The CDF was introduced to reduce the “tax gap” as a result of serious tax fraud. For many years, serious was determined as being anything where the amount due by a taxpayer was potentially in excess of £500,000 as estimated by HMRC. Whilst HMRC no longer use the term “serious” or such an amount, it is often still used as an unofficial guide.
The CDF process
The CDF is a process with a set sequence of events and its own timeline. As the CDF process follows a civil route (rather than criminal), Code of Practice 9 (COP 9) is followed.
A taxpayer has 60 days to make an Outline Disclosure
Whilst a taxpayer can request the CDF, it is down to HMRC in the first instance to offer a taxpayer the CDF.
A taxpayer has 60 calendar days from the date of the offer letter from HMRC to either to either complete HMRC’s forms and thereby accept the CDF and make a full, written Outline Disclosure to HMRC or reject the offer of the CDF.
What happens next?
HMRC will consider the Outline Disclosure in the light of all the information they hold.

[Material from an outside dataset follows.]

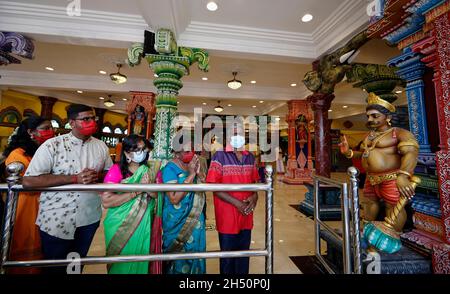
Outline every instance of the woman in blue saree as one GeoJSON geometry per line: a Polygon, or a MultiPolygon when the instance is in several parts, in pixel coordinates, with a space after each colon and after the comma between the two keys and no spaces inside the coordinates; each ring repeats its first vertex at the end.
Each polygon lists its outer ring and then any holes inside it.
{"type": "MultiPolygon", "coordinates": [[[[193,151],[175,152],[174,159],[164,167],[164,183],[197,183],[200,161],[193,151]]],[[[163,252],[204,252],[205,193],[167,192],[163,206],[163,252]]],[[[204,259],[176,260],[167,264],[169,274],[204,274],[204,259]]]]}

If the Outline Disclosure includes everything already held and therefore known by HMRC, the process will continue and the taxpayer may receive a meeting request from HMRC. At the meeting, HMRC will explain why the meeting has been called and proceed to ask questions in order to clarify and/or amplify the content of the Outline Disclosure.
Whilst the meeting will be scripted and handwritten notes taken by HMRC, it will not be recorded. A copy of the Notes of Meeting will be sent to the taxpayer for their agreement and signature. However there are pros and cons as to whether a taxpayer should sign these or not.
Why is a meeting necessary?
HMRC will want to build upon the content of the Outline Disclosure at a meeting and determine the parameters of what has transpired, perpetrated by which taxpayers and over what period of time.
It is necessary to reach an agreement with HMRC on all the facts affecting the tax payable for the whole of the period under review or the duration of the fraud, whichever is the shorter. This is normally done by the taxpayer commissioning a specialist adviser writing a Disclosure Report on the taxpayer’s behalf.
Once the amount of tax payable is established, interest is calculated from the date the tax was due up to the date the tax is eventually paid At this point in time, the amount of the tax geared penalty is negotiated and agreed.
When all these issues have been agreed, the taxpayer is asked to sign a Settlement with HMRC agreeing to pay the tax, interest and penalty due.
Other than payment, this brings the matter to a close.